Frequently Asked Questions

Can Claude generate actual UI designs or wireframes?

Claude is a text-based model and does not generate visual designs or wireframes directly. However, it can write detailed design specifications, component descriptions, and layout instructions that you can use as a brief for a design tool like Figma or as input for image-generation tools. For visual output, you would need a separate tool alongside Claude.

Which version of Claude works best for design prompts?

Claude Sonnet and Claude Opus both handle the prompts in this article well. Opus tends to produce more nuanced output on complex tasks like accessibility documentation and design system component docs, while Sonnet is faster and sufficient for most copy-writing tasks like CTA variations and error messages. The free tier of Claude.ai uses a capable version that will work for all seven prompts.

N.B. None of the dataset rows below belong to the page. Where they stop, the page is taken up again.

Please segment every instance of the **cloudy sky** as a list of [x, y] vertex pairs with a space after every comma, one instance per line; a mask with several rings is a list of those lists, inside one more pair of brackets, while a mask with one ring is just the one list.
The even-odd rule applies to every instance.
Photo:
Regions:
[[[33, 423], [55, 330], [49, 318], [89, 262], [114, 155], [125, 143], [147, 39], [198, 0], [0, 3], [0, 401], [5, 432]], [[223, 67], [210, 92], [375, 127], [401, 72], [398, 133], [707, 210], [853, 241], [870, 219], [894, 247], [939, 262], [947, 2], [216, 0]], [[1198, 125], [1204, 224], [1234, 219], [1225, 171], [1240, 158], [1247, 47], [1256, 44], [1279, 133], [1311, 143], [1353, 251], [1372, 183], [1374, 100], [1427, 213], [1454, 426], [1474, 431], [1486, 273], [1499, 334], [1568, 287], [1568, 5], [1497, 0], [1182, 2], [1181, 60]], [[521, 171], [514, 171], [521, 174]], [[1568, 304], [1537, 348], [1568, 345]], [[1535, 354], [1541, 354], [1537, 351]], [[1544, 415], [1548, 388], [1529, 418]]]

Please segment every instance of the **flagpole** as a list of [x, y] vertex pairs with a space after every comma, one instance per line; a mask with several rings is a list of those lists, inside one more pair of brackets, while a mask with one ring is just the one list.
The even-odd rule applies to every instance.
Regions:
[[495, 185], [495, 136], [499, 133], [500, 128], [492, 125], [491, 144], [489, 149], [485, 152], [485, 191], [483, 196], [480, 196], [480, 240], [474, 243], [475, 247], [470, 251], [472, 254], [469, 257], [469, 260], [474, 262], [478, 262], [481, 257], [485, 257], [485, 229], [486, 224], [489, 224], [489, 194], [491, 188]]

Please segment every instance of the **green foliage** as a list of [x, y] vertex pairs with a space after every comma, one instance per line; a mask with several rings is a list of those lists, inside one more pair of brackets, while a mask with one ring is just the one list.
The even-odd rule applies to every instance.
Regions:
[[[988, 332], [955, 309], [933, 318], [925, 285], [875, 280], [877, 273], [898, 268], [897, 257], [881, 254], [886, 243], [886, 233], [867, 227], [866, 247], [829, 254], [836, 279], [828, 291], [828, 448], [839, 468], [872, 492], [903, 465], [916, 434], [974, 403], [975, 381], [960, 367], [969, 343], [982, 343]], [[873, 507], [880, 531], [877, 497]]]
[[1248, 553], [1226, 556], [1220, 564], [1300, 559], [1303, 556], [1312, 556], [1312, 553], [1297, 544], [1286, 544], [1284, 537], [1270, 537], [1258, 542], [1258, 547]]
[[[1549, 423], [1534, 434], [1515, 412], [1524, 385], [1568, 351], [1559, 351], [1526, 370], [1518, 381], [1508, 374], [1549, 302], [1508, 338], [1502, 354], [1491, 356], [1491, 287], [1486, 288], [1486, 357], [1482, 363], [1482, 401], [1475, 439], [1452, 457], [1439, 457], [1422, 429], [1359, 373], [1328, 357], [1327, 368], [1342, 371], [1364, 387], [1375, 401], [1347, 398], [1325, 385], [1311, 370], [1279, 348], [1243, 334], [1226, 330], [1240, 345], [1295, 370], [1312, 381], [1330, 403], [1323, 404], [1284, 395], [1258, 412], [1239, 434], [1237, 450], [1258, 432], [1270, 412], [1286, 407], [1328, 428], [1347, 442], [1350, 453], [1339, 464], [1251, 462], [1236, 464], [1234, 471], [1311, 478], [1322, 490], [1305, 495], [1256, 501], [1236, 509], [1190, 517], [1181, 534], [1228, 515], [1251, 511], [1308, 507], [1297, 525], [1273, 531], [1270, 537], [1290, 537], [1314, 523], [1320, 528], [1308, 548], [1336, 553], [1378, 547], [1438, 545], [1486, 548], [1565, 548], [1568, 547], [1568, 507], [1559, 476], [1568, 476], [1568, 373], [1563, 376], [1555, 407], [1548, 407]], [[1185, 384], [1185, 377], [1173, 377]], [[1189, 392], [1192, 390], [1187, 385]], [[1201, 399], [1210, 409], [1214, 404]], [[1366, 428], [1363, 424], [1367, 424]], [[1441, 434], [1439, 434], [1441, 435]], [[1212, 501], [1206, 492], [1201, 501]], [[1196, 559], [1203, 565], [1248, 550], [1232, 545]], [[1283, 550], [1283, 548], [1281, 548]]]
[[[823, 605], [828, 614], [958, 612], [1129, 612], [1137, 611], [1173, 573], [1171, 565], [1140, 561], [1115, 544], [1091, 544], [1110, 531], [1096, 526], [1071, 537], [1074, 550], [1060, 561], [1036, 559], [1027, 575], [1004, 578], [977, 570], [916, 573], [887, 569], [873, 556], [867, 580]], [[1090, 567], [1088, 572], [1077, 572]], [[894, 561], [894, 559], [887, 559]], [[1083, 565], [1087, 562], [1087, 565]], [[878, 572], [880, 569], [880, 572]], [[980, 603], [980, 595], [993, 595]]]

Do I need design knowledge to use these prompts effectively?

Some design knowledge helps you evaluate and refine the output, but you do not need a design background to get useful results from these prompts. The prompts are written to supply most of the professional context Claude needs. The more product context you add (audience, platform, tone), the better the output regardless of your design experience level.

Can I use Claude to review an existing design rather than create new content?

Yes, though Claude cannot see images directly in all interface versions. If you describe your design in text (layout structure, interaction patterns, copy choices), Claude can apply heuristic analysis, identify potential usability issues, and suggest improvements. The heuristic checklist prompt in this article is specifically designed for that kind of review task.

How do I handle it when Claude produces output that is too generic?

The most common cause of generic output is a generic prompt. Add more specificity to your product description, include details about the user, and add constraint instructions like “avoid vague statements” or “every point must be specific to this product type.” You can also ask Claude directly: “This output is too generic. What additional context do you need to make it more specific?”

Is Claude good at writing microcopy for forms and onboarding flows?

Claude is strong at form copy and onboarding microcopy, particularly when you give it the form’s purpose, the user’s goal, and the product’s tone. For onboarding flows, it helps to describe each step in the sequence so Claude understands the context a user has when they see each piece of copy. The CTA and error message prompts in this article can be adapted for form and onboarding copy with minimal changes.

Can these prompts be used in a design system workflow?

Yes. The component documentation prompt and the accessibility notes prompt are specifically built for design system use. Teams that manage large component libraries can use these prompts as a documentation scaffold, generating first drafts for each component and then editing for accuracy. This is especially useful when documenting legacy components that were built before documentation practices were established.

Where can I find more information about AI tools for design and writing?

The best AI chatbots ranked list covers a range of tools that are useful for design and content work. It includes capability comparisons that help you decide which model to use for specific task types.